The following morning, Joseph and Pamela's parents arrive, and together with the peddler and Adams, they piece together the question of Fanny's parentage. The Andrews identify her as their lost daughter, but have a twist to add to the tale. When Fanny was an infant, she was indeed stolen from her parents, but the thieves left behind a sickly infant Joseph in return, who was raised as their own. It is immediately apparent that Joseph is the above-mentioned kidnapped son of Wilson, and when Wilson arrives on his promised visit, he identifies Joseph by a birthmark on his chest. Joseph is now the son of a respected gentleman, Fanny an in-law of the Booby family, and the couple no longer suspected of being siblings. Two days later they are married by Adams in a humble ceremony, and the narrator, after bringing the story to a close, and in a disparaging allusion to Richardson, reassures readers that there will be no sequel.

==Stage adaptation==
Joseph Andrews, a stage adaptation of the first and fourth books of the novel, was written by Samuel Jackson Pratt and performed on 20 April 1778 at the Theatre Royal, Drury Lane. The role of Fanny was played by Mary Robinson.

==Film adaptation==
The novel was adapted for the screen in 1977 by Tony Richardson, Allan Scott and Chris Bryant. Richardson directed the critically well-received work, with Michael Hordern as Adams, Peter Firth as Joseph, and Lady Booby played by Swedish-born Ann-Margret, who received a Golden Globe nomination for the role. The tag line ("The story of a young, English footman who served the Lady Booby but loved the little Fanny") suggests how it captures some of the source material's bawdy humour. It was released on region 1 DVD in 2003.

==Radio adaptations==
A four-part radio adaption dramatised by John Scotney was broadcast on BBC Radio 4 in April 1986.

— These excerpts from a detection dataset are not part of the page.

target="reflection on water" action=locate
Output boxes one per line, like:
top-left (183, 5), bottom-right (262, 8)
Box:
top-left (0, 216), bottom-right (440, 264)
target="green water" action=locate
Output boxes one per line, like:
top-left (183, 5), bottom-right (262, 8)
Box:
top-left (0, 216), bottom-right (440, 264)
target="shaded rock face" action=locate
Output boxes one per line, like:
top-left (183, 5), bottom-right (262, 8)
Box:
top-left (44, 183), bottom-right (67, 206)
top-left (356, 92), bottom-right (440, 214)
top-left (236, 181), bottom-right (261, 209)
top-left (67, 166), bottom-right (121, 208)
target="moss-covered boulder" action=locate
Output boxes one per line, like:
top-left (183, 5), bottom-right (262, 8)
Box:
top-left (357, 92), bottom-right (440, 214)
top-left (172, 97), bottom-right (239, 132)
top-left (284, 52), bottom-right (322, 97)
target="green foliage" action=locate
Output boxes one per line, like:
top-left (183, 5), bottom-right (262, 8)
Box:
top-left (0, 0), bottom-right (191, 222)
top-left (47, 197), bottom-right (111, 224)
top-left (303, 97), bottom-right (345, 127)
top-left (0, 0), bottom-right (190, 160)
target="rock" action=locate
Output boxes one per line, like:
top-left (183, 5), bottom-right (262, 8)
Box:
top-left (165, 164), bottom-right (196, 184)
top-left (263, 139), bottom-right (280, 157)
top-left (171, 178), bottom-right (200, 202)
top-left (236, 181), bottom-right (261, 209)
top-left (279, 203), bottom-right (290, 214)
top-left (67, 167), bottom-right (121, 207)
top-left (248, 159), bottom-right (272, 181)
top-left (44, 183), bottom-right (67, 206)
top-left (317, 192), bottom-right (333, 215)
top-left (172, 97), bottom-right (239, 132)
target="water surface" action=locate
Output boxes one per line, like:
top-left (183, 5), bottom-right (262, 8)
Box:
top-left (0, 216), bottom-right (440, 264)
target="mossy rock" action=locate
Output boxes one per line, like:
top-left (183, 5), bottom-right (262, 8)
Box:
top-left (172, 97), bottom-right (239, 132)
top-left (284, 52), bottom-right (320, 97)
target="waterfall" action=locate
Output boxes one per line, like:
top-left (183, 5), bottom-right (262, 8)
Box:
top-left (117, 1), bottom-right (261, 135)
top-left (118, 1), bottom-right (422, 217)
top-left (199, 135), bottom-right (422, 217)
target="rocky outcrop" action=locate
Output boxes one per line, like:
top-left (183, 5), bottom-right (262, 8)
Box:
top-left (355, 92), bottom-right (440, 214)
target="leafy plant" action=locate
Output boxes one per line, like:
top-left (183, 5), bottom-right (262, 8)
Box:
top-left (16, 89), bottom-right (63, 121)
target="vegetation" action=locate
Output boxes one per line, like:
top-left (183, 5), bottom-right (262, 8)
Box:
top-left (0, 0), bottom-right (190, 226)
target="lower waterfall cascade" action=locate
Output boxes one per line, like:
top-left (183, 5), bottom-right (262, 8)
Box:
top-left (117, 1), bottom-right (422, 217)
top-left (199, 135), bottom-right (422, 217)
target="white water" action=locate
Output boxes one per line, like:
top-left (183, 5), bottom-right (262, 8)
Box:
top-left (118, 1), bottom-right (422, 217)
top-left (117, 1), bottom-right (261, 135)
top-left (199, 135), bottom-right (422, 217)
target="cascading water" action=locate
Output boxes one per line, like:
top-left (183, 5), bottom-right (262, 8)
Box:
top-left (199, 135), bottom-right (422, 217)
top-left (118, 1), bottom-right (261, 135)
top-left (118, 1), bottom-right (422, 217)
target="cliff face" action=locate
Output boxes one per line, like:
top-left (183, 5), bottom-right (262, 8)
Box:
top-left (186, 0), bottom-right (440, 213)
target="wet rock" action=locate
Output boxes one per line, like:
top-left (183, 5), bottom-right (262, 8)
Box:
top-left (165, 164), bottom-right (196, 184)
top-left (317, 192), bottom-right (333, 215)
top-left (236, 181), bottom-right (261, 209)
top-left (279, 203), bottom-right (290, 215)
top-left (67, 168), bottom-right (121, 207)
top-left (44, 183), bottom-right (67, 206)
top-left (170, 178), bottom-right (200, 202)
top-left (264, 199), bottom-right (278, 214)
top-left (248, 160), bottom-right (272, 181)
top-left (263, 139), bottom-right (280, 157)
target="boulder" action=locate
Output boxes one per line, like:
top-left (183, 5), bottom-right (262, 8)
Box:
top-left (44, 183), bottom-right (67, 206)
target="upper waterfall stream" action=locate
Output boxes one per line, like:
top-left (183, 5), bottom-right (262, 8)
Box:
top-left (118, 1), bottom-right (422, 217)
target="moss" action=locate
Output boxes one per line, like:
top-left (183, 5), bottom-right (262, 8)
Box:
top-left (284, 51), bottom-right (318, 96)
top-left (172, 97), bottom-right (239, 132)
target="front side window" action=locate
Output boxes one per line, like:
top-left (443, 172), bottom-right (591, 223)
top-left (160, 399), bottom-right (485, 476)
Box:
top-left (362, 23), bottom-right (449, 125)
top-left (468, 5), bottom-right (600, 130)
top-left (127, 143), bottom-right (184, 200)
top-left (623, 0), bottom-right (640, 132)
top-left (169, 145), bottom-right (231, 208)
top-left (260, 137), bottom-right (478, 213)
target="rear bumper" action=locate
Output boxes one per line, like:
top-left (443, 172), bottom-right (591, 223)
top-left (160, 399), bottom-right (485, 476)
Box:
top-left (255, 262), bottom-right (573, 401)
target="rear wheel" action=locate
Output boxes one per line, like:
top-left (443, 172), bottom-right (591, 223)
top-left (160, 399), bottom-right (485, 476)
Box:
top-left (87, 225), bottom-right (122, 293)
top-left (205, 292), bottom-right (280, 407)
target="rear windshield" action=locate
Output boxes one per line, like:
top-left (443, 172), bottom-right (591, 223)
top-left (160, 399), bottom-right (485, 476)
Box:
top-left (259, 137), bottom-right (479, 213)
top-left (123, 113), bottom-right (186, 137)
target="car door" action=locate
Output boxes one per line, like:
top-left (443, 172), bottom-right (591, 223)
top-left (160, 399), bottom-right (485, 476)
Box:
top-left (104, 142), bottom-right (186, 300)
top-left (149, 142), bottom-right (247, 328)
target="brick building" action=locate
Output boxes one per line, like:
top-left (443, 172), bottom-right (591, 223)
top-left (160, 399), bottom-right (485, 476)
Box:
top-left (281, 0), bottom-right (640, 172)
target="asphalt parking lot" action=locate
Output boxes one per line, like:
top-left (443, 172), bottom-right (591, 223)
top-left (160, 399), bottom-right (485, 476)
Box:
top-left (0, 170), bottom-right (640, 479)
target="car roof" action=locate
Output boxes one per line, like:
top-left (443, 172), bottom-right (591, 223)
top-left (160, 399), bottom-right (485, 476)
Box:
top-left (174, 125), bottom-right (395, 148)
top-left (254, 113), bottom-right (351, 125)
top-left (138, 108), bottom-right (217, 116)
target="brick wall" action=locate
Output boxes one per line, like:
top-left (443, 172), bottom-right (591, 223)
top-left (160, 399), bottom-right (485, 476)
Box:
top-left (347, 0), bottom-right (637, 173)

A two-part adaptation, Joseph Andrews Remixed, was broadcast on BBC Radio 4 in July 2021. It was written by Shaun McKenna and incorporated a fictionalization of Fielding writing the novel with the help of his wife whilst the couple struggled for money in fear of retribution for some of Fielding's anonymous satires against the Tory government.

==Bibliography==
===Editions===
The Wesleyan Edition of the Works of Henry Fielding is the standard collection of Fielding's texts. Reliable paperback editions include:
- Fielding, Henry Joseph Andrews with Shamela and Related Writings. Edited by Homer Goldberg. (New York: W. W. Norton & Co., 1987) ISBN 9780393955552. Based on the Wesleyan text (see above). Includes selections of critical essays and contextual material.
- Fielding, Henry Joseph Andrews and Shamela. Edited by Judith Hawley. (Harmondsworth: Penguin, 1999) ISBN 9780140433869. The copy text of this edition is based on the second edition released on 10 June 1742.
- Fielding, Henry Joseph Andrews and Shamela. Edited by Thomas Keymer. (Oxford: World's Classics, Oxford University Press, 2008) ISBN 9780199536986. Based on the Wesleyan text.

===Criticism===
- Battestin, Martin The Moral Basis of Fielding’s Art: A Study of Joseph Andrews. (Connecticut: Wesleyan University Press, 1959) ISBN 9780819560384.
- Goldberg, Homer The Art of Joseph Andrews (Chicago: University of Chicago Press, 1969) ISBN 9780226300900.
- Watt, Ian The Rise of the Novel. (London: Pimlico, 2000) ISBN 9780712664271.